Авантюра по-немецки

Георгий Разумов
       Шла весенняя сессия, я заканчивал пятый курс института. Было раннее погожее утро, я вытащил раскладушку в огород и, удобно разместившись, почитывал какой-то учебник, готовясь к очередному экзамену.  Через некоторое время вижу, что ко мне идут два парня. Одного из них я знал, он был студентом последнего курса пединститута, и преподавал в вечерней школе химию. Я тоже работал  в этой школе учителем, и преподавал немецкий язык. Пришлось встать с раскладушки  и прервать свою работу. Подошли, как водится - привет, привет, то, сё, как дела. Короче, обычные тары-бары-растабары. Минуты через две после того, как Николай познакомил меня со своим приятелем, он приступил к изложению цели своего визита.
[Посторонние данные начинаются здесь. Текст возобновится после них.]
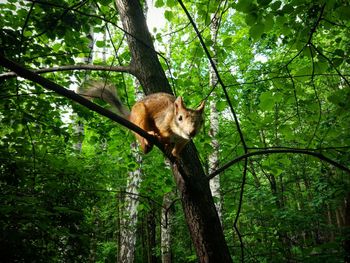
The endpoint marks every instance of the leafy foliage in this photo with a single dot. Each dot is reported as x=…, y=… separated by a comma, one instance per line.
x=284, y=65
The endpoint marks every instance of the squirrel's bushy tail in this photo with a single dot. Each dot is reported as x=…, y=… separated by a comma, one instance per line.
x=106, y=92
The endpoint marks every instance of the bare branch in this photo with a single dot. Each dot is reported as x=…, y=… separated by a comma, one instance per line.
x=271, y=151
x=48, y=84
x=126, y=69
       Короче, Георгий, начал он,  тут такое дело. Вот этот парень, Володя Баклицкий, мой друг и учится со мной на одном курсе, мы сдаем госэкзамены и заканчиваем, как ты знаешь, институт. Вовка тянет на красный диплом, но у него есть проблема. Раньше он учился в Горьком, а потом перевелся к нам, у него там в свое время что-то не срослось с немецким, в документах стоит тройка, ему нужно пересдать на пятерку, и тогда он получит красный диплом, с остальными предметами у него все в порядке.  Мы в деканате вопрос с пересдачей решили, разрешение ему дано, но, сам понимаешь, он сегодня этот немецкий и на двойку-то не тянет. Сходи, сдай за него, и все дела.
       Признаюсь, такая просьба меня обескуражила. В молодости я, конечно, как и большинство людей моего возраста, безусловно, был гением, ничего не боялся и был готов на любую авантюру, но тут я очень даже призадумался. Я не боялся за экзамен, а страшился того, что меня разоблачат, и я, помимо всего прочего, что в таких случаях грозит, еще и с треском вылечу из своего института, и пойду, как говорили тогда, в народное хозяйство, или "круглое - тащить, квадратное - катать", что означало службу в армии.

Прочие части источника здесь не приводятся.